公開日は平日だったのに朝イチの回がかなり埋まっていたあたり、やはり『スター・ウォーズ』の文化的認知度の高さを思い知る。

まあ、かくいう私もこの日仕事を休むために約半年前から密かに調整していた。公開日に合わせて有給届を出した際に上司の含み笑いを目にしたような気もするが、フォースの素養が無い私は何も気づかなかった、と、いうことにしておきたい。

 

starwars.disney.co.jp

 

かくして2年ぶりの新作、『スター・ウォーズ 最後のジェダイ』。

今年は何かと「最後の」が付くタイトルが多い気がするが、これは邦題でもなんでもなく、正真正銘『The Last Jedi』。何をもって「最後」なのか、それは一体誰を指すのか。実際に鑑賞してみると、非常に意味深なタイトルだったと身体に沁みてくる。

 

前作『フォースの覚醒』は、ディズニーが旗頭となって製作された10年ぶりの新作であり、そのクオリティについて全世界のファンが病的なまでに神経質になりながら注目していた感覚がある。
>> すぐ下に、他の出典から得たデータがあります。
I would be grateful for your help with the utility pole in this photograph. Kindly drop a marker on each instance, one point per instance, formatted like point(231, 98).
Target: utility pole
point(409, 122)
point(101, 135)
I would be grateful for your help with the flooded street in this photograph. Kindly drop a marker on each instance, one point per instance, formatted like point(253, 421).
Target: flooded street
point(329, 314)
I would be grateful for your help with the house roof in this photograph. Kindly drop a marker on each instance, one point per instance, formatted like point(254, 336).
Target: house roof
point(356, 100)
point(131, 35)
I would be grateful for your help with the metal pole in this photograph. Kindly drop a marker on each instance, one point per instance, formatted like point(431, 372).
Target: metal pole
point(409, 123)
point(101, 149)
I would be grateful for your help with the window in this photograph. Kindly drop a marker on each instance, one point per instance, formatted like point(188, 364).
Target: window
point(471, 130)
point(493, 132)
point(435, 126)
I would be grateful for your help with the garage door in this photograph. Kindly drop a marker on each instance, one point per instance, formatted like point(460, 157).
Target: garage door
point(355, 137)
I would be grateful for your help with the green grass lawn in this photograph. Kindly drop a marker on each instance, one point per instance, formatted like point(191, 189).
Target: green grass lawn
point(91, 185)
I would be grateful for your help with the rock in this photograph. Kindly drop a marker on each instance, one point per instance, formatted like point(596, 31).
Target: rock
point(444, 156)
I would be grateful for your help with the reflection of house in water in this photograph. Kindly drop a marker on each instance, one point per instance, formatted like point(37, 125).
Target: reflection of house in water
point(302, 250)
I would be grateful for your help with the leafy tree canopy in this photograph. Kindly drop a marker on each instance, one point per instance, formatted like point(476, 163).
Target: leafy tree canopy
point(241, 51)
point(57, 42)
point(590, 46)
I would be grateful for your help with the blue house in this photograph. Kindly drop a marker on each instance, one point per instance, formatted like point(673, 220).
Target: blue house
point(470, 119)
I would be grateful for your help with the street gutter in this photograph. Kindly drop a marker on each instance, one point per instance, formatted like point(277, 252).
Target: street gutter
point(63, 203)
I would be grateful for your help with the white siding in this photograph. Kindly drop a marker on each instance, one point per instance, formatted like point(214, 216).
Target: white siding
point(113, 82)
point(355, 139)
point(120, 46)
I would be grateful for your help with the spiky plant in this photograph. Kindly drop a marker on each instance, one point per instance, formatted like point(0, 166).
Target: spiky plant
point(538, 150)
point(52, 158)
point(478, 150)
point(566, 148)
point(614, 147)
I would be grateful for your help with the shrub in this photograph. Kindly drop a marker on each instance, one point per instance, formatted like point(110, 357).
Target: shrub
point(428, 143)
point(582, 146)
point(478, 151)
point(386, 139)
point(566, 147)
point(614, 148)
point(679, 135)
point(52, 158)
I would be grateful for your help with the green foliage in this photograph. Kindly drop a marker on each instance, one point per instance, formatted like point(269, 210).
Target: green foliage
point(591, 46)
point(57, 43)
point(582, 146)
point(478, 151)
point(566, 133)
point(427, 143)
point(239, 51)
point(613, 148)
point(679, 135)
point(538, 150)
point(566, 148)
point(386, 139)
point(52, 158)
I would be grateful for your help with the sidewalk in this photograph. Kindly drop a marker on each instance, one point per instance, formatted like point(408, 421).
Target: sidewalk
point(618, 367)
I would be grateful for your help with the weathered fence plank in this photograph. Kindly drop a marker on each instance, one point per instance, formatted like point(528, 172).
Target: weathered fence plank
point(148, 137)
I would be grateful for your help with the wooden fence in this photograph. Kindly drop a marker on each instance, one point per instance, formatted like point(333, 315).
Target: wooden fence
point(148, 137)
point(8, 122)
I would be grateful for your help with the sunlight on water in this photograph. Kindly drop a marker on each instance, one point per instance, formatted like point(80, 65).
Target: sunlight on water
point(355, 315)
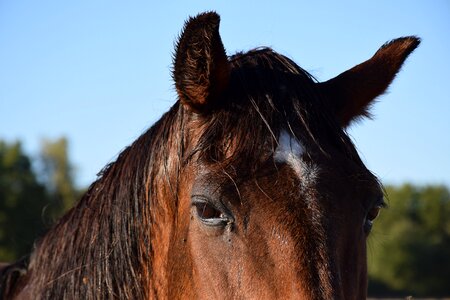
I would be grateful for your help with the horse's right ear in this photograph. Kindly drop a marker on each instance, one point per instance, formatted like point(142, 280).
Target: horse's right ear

蓋を開けてみると、大まかなストーリーラインはシリーズ1作目『新たなる希望』を踏襲しながらも、シリーズファンへの目配せと、新しいキャラクターの魅力を、これ以上ないバランスで両立させた作品だったと言えるだろう。

しかも、単純明快にエンターテインメント作品として「面白い!」点がずば抜けており、老若男女がハラハラドキドキしながら楽しめるSF超大作として、私自身も映画館に通って何度も楽しんだお気に入りの一作だ。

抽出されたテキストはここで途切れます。